All of this means that manufacturers are now operating across multiple types of sales channels, many of them not physical stores. In this light, customer relationship management and order management systems need to be reviewed and adjusted to meet the complex new sales reality.
Supply chain and order management excellence could be described as ‘right products, right packs, right quantities, right place, right time, right price – from raw materials to the moment of purchase – at the lowest possible cost to serve’.
The upfront planning and analytics ‘basics’ to achieve this typically involve the following:
- Baseline pricing (by week/sku/branch/plant)
- Baseline sales forecast (by week/sku/customer)
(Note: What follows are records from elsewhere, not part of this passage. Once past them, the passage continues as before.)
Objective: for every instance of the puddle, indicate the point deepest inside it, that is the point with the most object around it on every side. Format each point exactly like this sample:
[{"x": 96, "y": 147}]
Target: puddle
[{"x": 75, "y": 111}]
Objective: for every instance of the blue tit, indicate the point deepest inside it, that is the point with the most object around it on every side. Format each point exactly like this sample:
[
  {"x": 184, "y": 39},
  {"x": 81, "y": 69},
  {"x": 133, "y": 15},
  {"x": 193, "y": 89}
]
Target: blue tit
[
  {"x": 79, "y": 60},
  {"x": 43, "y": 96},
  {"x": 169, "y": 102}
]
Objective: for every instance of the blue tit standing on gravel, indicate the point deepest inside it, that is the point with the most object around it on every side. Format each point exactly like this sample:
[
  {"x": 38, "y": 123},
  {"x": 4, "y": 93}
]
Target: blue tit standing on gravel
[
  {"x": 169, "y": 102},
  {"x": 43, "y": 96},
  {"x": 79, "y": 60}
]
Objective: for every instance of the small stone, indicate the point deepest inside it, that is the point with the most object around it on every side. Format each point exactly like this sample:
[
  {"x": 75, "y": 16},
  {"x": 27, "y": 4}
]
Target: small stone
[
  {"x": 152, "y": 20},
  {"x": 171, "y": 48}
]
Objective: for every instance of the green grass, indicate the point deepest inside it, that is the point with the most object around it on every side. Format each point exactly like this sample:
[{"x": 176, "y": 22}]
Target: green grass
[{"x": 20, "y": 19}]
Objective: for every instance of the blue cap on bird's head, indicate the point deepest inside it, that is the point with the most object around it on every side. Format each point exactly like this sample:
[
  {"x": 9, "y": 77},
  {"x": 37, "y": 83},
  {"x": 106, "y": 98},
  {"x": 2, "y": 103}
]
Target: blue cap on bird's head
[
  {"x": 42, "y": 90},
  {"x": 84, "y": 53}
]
- Promotional activity – discounts & rebates (by week/sku/customer), promotional calendars, incremental impact to forecast, claims matching and management
- Modelling volume and revenue real-time with customer (planning scenarios), including maintaining multiple demand plan versions and scenarios
- Building a consolidated, unconstrained demand plan. Compare demand plan with supply plan and any bulk sourcing
- Supply/Demand balance report & analysis
- Manual adjustments
- Manage allocations
- Manage additional bulk sourcing / substitution / concession
- Reduce plan to meet production capacity if required.
Even with a robust core planning process, average FMCG forecast accuracy is only around 70%.
Supply Chain Optimization is delivered through the integration of sales and operations planning. This includes demand and supply planning harmonized through a monthly S&OP process; Trade Promotion Management, which combines external and internal business planning capabilities, and the ability to leverage integrated insights to drive better decision making through the organization.
So, once you’ve got the sales and operations planning process and data analytics sorted out, then we’re into the management of forecast orders.
Your order management system needs to be able to accept orders from multiple channels, whether innate or third party. It should encompass customer service, external sales teams, and customer facing order entry options. This means it needs to be device, operating system and form factor agnostic in order to accept multiple source inputs and provide real time information validated by an ERP. Ideally it allows for customer driven order entry (thus reducing potential for double entries) on a BYO device.
Value adds for customer driven order entry might include complementary and suggested products to augment customer orders, and extensive product and price guides. Internally, the capability for advanced pricing and margin analysis.
From a tracking standpoint, your order management system should improve traceability down to product lot level. This enables things such as food safety compliance, for example country of origin and harvest locations. Product information needs to be aligned to local item codes, with real time notification of changes. Tracking can be made down to case-level delivery intelligence that includes time, date and location stamping.
All of this should ultimately assist with rapid pacing your warehouse velocity and optimizing demand replenishment. By tracking delivery activity from warehouse to recipient customer enquiries are reduced, whether to your call center or to the sales team. You should be able to see, in real time, order adjustments, returns, credits, cash and driver performance and delivery status as well as delays, damaged products and late orders.
These things were already requirements in the physical store dominated world. Now in the age of digital commerce and orders from any channel for delivery to anywhere, your order management system needs to allow for multiple input sources and channels. But the overarching principles of order management excellence remain the same.